Teaming with Other Professionals
Family law disputes do not involve legal issues alone. In fact, the emotional, financial and child development issues can often be more complex and more critical than the legal issues involved. Clients are generally best served when all of these needs are addressed by professionals in these fields. As a result, Collaborative Practice has evolved into a “team concept” in which attorneys, financial professionals and mental health professionals often work together to help their clients achieve the best possible outcome for their situation.
Collaborative Team Members
Legal Counsel: Though Collaborative Practice seeks to avoid going to court, the settlement is still a legal agreement. Therefore, it is essential that a lawyer be involved to advise you on all matters of law, from child custody and support to maintenance agreements to financial settlements and property distribution. Collaborative lawyers have made a commitment to the unique practice of the collaborative model.
Divorce Coach: A divorce coach helps you manage the pain and strain of changing relationships, while focusing on goals for the present and the future. Working with you to make the most of your strengths, your divorce coach assists you in being at your best during the divorce process, then taking positive steps to a new life.
Financial Consultant: The divorce settlement will in part determine your financial well-being for many years to come. It is critical that it is soundly structured, especially if your spouse assumed more responsibility for your family’s finances. The guidance of a financial consultant will help protect your interests. Reviewing all assets and incomes, the financial consultant will assist you in developing viable financial options for your future. Evaluating the choices, you and your lawyer can then construct a comprehensive plan for the next stage of your life.
Child Specialist: A goal of Collaborative Practice is to assure that children are a priority, not a casualty. The child specialist, an individual skilled in understanding children, will meet with your children privately, assisting them in expressing their feelings and concerns about the divorce. Encouraging children to think creatively about the future, the child specialist then communicates their feelings, concerns, and hopes to the team to consider when planning for the children’s lives.

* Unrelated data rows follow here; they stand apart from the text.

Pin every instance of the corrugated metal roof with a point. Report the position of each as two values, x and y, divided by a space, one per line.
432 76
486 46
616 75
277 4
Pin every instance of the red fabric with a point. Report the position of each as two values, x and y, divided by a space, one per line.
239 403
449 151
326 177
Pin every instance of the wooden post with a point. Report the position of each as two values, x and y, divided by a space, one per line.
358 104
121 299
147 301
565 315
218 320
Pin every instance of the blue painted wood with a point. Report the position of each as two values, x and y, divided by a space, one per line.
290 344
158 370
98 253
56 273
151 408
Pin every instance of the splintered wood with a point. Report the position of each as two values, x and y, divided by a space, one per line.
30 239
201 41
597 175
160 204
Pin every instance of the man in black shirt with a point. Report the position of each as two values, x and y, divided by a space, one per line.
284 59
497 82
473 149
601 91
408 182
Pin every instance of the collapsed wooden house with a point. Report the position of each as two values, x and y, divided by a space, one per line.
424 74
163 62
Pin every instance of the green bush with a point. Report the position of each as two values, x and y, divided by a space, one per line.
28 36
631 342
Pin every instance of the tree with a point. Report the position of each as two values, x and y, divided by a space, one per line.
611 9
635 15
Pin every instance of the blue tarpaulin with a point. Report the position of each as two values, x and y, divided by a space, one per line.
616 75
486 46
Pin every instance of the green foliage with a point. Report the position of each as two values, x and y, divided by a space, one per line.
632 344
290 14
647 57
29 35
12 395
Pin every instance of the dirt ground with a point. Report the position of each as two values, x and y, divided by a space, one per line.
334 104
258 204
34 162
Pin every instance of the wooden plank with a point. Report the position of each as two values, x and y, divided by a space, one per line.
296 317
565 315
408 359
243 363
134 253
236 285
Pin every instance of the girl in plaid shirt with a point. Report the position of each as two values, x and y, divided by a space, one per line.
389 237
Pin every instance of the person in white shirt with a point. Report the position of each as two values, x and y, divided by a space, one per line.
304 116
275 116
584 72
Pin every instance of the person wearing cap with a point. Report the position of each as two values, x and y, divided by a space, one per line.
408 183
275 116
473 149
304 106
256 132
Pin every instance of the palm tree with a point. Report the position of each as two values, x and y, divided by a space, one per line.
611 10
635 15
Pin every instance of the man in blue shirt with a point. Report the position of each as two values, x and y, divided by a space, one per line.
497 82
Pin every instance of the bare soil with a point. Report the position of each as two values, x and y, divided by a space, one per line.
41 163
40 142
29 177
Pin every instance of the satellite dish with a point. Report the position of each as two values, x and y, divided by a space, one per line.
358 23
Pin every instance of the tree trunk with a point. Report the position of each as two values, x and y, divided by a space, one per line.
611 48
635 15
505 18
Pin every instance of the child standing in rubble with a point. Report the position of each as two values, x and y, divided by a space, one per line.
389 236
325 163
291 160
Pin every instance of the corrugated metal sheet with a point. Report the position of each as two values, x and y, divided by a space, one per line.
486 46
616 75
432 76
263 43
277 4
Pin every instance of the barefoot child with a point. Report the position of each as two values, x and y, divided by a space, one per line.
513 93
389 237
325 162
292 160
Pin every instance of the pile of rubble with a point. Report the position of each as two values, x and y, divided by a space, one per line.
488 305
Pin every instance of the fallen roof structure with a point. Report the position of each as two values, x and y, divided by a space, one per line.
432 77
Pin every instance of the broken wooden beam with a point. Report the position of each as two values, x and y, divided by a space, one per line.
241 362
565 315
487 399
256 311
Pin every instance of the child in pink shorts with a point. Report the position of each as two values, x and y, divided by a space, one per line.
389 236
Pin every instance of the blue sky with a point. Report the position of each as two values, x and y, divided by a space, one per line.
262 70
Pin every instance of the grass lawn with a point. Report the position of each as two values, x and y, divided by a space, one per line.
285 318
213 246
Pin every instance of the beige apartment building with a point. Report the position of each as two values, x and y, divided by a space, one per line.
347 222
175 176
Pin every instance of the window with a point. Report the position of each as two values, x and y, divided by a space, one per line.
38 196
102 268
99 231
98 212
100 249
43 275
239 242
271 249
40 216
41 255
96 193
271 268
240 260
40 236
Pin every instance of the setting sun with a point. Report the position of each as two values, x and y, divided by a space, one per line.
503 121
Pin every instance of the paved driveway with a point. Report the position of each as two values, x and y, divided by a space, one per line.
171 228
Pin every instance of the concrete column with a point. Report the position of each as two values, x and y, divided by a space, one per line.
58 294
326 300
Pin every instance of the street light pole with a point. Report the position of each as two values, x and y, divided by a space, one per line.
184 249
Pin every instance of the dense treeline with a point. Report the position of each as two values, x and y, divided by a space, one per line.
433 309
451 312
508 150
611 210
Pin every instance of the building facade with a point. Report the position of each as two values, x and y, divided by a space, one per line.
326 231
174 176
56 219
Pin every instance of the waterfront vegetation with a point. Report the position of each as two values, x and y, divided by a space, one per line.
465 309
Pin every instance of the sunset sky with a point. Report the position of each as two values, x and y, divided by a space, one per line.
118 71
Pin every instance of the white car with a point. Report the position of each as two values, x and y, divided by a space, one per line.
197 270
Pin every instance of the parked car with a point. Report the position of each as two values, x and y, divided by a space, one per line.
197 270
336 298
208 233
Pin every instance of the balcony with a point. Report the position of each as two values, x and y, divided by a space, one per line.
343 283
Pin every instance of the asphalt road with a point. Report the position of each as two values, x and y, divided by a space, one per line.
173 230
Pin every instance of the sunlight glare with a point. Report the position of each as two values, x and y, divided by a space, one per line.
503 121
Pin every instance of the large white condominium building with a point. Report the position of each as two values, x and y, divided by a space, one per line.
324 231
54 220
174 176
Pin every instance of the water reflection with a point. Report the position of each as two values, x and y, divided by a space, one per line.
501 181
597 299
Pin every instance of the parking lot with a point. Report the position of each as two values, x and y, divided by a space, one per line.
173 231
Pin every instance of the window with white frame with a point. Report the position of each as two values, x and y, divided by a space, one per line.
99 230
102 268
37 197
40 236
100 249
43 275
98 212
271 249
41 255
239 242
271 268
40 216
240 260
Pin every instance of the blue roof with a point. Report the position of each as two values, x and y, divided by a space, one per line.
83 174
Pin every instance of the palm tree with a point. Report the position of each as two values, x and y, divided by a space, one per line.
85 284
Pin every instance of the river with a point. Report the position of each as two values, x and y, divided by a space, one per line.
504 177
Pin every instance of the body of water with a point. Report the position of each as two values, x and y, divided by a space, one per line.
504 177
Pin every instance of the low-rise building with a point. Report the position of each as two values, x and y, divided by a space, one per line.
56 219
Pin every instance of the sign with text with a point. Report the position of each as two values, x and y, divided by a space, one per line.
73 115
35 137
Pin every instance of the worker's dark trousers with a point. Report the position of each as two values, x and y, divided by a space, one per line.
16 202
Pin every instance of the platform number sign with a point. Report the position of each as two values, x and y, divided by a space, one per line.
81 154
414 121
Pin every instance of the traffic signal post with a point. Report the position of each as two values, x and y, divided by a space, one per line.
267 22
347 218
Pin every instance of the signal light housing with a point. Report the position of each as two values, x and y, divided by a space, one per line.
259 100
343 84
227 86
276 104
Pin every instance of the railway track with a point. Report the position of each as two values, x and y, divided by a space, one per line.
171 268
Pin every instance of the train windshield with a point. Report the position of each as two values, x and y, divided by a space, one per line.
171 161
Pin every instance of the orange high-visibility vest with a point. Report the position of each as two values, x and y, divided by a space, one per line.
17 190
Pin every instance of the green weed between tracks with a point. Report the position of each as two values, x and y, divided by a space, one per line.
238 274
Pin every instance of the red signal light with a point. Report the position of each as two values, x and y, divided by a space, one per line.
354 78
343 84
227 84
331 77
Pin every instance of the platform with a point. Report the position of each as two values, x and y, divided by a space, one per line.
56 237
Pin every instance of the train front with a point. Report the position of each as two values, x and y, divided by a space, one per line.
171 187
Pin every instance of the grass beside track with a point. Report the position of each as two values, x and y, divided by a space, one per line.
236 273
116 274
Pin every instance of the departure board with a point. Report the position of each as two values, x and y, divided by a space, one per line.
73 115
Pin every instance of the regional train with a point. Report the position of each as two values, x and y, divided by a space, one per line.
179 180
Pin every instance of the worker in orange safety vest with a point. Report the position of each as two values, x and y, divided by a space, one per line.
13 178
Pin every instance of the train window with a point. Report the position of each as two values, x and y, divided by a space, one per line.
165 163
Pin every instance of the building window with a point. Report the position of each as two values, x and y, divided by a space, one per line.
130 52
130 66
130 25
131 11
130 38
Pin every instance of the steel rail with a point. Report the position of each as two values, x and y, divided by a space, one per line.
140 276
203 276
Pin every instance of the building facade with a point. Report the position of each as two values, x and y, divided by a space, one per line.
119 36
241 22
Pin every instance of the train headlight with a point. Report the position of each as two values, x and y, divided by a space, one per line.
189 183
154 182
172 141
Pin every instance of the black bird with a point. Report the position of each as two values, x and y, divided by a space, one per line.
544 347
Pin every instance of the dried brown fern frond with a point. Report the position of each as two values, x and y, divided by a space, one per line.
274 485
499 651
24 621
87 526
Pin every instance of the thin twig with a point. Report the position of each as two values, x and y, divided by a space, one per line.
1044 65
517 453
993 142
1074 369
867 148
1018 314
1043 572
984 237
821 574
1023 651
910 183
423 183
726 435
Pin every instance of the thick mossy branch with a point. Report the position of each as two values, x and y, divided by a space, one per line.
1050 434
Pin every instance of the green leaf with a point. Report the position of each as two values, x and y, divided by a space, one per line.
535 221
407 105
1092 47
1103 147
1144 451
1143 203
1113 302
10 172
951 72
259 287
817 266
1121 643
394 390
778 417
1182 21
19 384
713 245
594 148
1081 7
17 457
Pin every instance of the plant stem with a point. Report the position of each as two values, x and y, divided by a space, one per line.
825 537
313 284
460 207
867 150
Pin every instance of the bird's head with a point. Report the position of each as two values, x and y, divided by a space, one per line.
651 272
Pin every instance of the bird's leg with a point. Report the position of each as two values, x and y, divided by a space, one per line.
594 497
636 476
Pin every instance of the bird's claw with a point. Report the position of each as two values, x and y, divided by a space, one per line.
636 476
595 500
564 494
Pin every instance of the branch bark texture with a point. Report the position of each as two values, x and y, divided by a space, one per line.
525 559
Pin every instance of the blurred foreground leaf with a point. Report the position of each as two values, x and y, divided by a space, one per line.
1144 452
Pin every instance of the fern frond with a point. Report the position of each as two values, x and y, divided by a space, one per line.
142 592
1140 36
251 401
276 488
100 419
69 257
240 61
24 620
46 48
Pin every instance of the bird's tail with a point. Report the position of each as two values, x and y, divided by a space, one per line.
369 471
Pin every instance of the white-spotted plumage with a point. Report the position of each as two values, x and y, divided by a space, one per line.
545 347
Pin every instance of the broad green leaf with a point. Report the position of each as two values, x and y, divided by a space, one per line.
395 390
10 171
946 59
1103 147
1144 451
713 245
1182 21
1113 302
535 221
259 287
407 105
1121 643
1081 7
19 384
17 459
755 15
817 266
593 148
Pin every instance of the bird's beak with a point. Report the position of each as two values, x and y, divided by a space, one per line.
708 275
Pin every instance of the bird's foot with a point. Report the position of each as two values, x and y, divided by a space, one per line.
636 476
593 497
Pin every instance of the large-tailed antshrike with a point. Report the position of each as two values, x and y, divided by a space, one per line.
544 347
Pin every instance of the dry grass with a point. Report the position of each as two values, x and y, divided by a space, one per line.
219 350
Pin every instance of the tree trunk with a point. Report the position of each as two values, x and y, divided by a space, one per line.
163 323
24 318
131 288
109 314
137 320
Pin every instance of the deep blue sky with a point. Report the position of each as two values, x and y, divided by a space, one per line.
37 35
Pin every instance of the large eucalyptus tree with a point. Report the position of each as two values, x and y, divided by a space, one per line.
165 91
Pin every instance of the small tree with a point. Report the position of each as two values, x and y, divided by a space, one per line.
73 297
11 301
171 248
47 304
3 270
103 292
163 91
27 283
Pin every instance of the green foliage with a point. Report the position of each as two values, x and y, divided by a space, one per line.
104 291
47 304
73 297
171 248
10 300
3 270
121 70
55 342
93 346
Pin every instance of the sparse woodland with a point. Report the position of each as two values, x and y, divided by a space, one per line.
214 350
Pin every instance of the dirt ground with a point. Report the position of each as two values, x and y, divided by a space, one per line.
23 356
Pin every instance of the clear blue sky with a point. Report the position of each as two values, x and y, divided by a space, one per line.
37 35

In some areas of North America, all Collaborative cases involve a full team of professionals, including two attorneys, a financial specialists, a child specialist (if there are children) and two coaches, (one for each party.) In other areas, including Minnesota, the team is assembled on an as-needed basis. Each member of the team is brought in when the situation arises.
Assembling a Collaborative Team
While we may strongly encourage our clients to use other Collaborative Professionals whose core competencies are better suited to handle certain aspects of the divorce transition, the decision rests with the clients as to whom they wish to invite to participate as a member of their individual divorce transition team. For example, when we recognize that our clients are spending a great deal of attorney time dealing with issues that are purely emotional, we may strongly suggest that they consider the use of a divorce coach, who will help them reduce the fees incurred in walking through the divorce transition by helping the client use the right tools at the right times. While intuitively many people think the use of a financial neutral may be an extra expense only the rich can afford, we urge our clients to consider using Collaborative Financial Neutrals to help reduce fees by using the professionals who are trained to help them find creative solutions to the financial issues that lawyers are not trained to find. Similarly, we encourage our clients who have children to use a child specialist who can help them understand the developmental issues of the children so that they can customize a parenting plan that will take into account the needs of the children as well as the desires of the parents.